La question « qu’est-ce que l’homme ? » a, bien sûr, ses trois délicates annexes. « Qu’est-ce que la femme ? Et la mort ? Et Dieu ? ». De la femme, il dit simplement ici ce qu’aucun homme ne peut se cacher sans mensonge (« Dans l’ombre d’un homme glorieux, il y a toujours une femme qui souffre », fr.375), ni esquiver sans honte « Oui, je crois qu’il est convenable, avant que de faire un enfant à une femme, de lui demander si elle veut », fr.352). De la mort, Renard juge classiquement (fr.174-456) que la conscience exclusive que l’animal humain a d’elle ne lui permet ni de s’en faire vivre, ni de s’en débarrasser sans mourir. Dieu arrive d’ailleurs (par) là : il est l’idée que l’Univers pourrait peut-être saisir ce qu’il fait de lui-même. Là encore, la formule est nette et décisive : « Je ne comprends rien à la vie, mais je ne dis pas qu’il soit impossible que Dieu y comprenne quelque chose » (fr.454), écrit-il trois mois avant sa mort. Dieu, s’il est quelque chose, est : l’Immense en témoin facétieux, mais consterné, de son œuvre. C’est pensé en mariant trois formules. « Dieu immense est au-dessus de nous. Ni le pape, ni ses prêtres n’en peuvent donner une idée » (fr.306) ; « Un malin, Dieu, qui nous a ouvert l’espace sans nous donner des ailes » (fr.150) ; « Théâtre. Quand je pense que Dieu, qui voit tout, est obligé de voir ça ! » (fr.401).

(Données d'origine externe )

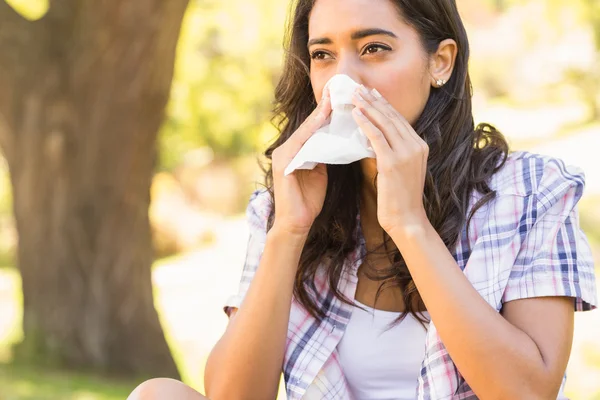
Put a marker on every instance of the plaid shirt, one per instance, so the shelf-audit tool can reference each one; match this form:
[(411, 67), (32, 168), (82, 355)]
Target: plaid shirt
[(525, 243)]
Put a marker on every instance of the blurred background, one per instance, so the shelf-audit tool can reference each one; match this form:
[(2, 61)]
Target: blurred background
[(121, 226)]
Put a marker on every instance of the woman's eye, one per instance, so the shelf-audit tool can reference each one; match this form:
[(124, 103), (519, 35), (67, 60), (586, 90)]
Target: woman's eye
[(318, 55), (375, 48)]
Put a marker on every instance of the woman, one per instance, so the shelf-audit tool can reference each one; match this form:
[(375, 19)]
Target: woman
[(446, 268)]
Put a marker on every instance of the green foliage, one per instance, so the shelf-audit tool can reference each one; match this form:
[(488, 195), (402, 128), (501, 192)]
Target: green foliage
[(33, 383), (228, 62)]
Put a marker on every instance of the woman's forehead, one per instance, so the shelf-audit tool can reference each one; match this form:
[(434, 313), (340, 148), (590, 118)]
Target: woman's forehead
[(343, 17)]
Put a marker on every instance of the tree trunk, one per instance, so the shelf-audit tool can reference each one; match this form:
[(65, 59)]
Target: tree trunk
[(83, 95)]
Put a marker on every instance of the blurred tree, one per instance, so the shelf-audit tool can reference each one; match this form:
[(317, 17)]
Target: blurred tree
[(230, 59), (83, 92)]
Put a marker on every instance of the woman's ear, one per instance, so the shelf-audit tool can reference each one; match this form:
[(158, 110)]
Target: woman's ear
[(442, 62)]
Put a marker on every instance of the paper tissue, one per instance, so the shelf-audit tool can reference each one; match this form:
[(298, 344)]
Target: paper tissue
[(340, 141)]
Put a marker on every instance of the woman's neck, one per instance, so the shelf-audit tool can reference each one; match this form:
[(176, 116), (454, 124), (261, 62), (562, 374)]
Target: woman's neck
[(372, 231)]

Jules Renard s’agite beaucoup, pour toujours mieux comprendre ce qu’il observe et cerne : il est moins dramaturge que rédacteur parfait, infaillible, du théâtre que chacun se joue. En tout cas, il ne se laisse jamais tranquille : il semble secouer aussitôt celui qui en lui s’assoupit, sermonne sa propre voix dès qu’elle pérore, met dehors celui qui se trouvait bien en lui d’y être. Même si son âme s’avoue « prendre du ventre » (fragment 155), quelque chose chez Renard est une activité quasi-inconsciente inlassablement au fait d’elle-même (« Tout homme a dans le cœur un orgue de Barbarie qui ne veut pas se taire », fr.183). Il crochète au passage le somnambule qu’il sentait devenir ; il se crée des embêtements pour tenter d’être moins bête ; il avance constamment là où il ne savait pas encore. Et pour être en quelque sorte bien forcé de ne pouvoir en rester là, il observe pour dissoudre. Ce qu’il fait connaître est si élégamment brossé et rapidement transfiguré qu’on ne reconnaît plus ce qu’il a fait saisir. Comme un prestidigitateur paradoxal, démultipliant les aspects de présence au lieu de les cacher et soustraire (« Si vous connaissez la vie, donnez-moi son adresse », fr.111), il met les boisseaux successifs en pleine lumière, puis plus vite encore les éteint, et les périme. Cette profusion de propriétés, grossies dans des roulades de fantaisie, (« Le néant ne rend rien. Il faut être un grand poète pour le faire sonner », fr.393) guide en déroutant sans cesse, et donne une irrésistible impression de réalité en montrant un monde se nourrissant de lui-même, assurant par une verve inépuisable son propre renouvellement.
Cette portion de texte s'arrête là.